Your input data is relatively well structured as a series of records which can be delimited by the '<beginning-of-line>dn:' clause. From there, records seem to be delimited into fields delimited by newlines. The field of interest in each record seems to be the first field in all cases. The field of interest is structured such that it can be decomposed into smaller fields, using commas.
All of this fields and records and delimiting terminology is suggesting an AWK procedure, although there seems to be just enough additional stuff that a more procedural solution like Perl is appropriate.

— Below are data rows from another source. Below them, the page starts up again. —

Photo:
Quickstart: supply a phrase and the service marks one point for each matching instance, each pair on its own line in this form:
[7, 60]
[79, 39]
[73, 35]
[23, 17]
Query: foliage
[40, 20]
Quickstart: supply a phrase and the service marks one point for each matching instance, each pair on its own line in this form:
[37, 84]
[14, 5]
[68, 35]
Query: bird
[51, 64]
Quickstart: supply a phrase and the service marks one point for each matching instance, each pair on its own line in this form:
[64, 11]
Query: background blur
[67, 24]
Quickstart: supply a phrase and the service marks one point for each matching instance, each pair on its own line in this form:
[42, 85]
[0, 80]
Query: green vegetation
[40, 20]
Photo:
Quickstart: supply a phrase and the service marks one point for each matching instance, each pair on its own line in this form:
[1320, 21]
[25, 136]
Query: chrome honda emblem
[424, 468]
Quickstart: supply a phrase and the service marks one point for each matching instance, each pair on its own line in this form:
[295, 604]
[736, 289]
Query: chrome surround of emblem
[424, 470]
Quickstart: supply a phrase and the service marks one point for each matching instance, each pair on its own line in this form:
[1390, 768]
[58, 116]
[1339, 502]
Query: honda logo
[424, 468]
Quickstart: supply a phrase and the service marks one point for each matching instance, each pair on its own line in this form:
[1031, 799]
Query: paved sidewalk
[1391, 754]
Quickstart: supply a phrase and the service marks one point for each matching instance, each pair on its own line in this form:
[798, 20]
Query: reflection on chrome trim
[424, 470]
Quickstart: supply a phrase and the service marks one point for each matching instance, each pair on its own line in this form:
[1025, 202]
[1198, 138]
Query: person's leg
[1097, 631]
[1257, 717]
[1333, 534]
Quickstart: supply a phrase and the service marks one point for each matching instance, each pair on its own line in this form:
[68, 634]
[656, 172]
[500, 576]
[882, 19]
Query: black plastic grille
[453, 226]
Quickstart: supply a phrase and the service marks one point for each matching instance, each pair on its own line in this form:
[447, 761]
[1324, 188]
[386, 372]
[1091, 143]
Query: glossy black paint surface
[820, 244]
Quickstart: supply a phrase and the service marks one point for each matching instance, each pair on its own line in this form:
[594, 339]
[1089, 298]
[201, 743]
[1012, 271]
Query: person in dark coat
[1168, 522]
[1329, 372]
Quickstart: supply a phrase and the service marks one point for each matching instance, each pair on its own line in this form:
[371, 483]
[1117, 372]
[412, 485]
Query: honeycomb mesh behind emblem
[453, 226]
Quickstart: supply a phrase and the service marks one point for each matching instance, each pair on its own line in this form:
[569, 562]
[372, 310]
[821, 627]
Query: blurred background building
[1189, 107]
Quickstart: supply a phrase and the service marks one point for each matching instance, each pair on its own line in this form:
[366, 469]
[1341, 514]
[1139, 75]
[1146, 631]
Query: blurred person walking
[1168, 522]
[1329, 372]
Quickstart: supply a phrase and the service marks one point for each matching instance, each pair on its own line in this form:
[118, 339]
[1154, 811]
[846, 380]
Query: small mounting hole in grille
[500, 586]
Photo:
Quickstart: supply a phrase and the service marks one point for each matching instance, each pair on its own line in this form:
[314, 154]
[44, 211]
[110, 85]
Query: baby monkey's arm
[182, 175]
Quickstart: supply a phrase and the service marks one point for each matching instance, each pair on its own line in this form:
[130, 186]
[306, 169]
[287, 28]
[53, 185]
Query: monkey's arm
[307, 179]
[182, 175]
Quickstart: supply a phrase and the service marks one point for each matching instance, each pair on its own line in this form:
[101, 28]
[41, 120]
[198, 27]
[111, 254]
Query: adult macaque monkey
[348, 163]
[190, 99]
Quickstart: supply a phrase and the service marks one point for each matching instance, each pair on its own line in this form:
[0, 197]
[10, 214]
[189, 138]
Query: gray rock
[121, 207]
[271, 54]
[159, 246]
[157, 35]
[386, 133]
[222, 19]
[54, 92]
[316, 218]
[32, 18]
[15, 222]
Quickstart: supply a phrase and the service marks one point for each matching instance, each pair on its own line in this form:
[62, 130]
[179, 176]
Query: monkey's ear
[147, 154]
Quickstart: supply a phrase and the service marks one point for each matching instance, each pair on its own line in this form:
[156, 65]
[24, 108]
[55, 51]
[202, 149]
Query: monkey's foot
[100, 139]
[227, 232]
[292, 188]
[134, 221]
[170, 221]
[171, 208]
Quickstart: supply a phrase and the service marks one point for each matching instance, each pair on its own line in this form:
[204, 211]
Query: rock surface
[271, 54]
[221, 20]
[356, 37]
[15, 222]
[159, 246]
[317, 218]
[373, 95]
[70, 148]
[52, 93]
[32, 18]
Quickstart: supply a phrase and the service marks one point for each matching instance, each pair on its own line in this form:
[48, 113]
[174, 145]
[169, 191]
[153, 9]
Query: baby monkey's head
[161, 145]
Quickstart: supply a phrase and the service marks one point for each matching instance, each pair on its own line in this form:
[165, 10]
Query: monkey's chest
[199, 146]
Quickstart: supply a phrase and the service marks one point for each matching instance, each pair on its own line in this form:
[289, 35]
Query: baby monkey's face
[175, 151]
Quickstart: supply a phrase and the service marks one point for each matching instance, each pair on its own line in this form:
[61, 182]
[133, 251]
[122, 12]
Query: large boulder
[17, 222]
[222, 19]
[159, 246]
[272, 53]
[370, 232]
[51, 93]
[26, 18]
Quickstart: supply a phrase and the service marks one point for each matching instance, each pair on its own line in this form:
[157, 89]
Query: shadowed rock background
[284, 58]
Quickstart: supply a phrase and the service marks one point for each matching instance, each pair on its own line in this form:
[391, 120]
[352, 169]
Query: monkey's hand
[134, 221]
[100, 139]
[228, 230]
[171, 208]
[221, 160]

I've left a tiny bit for you to finish up.

Code:

#! /usr/bin/perl -w

use strict;

    while( <> ){

        if( $_ =~ m/^dn:/ ){

            # delete everything after the first comma...

            my $record = $_;

            chomp $record;

            $record =~ s/,.*//;

            print "\n$record,ou=Addressbook,dc=good,dc=com\n";

            print "objectClass: inetOrgPerson\nobjectClass: top\n";

        }

        else{

            my $record = $_;

            $record =~ s/department:/ou:/g;

            $record =~ s/company:/o:/g;

            

            #

            # Add more sub's here, as needed

            #

            print $record;

        }

        

    }

Run it from the commandline, giving the input filename as an argument.
--- rod.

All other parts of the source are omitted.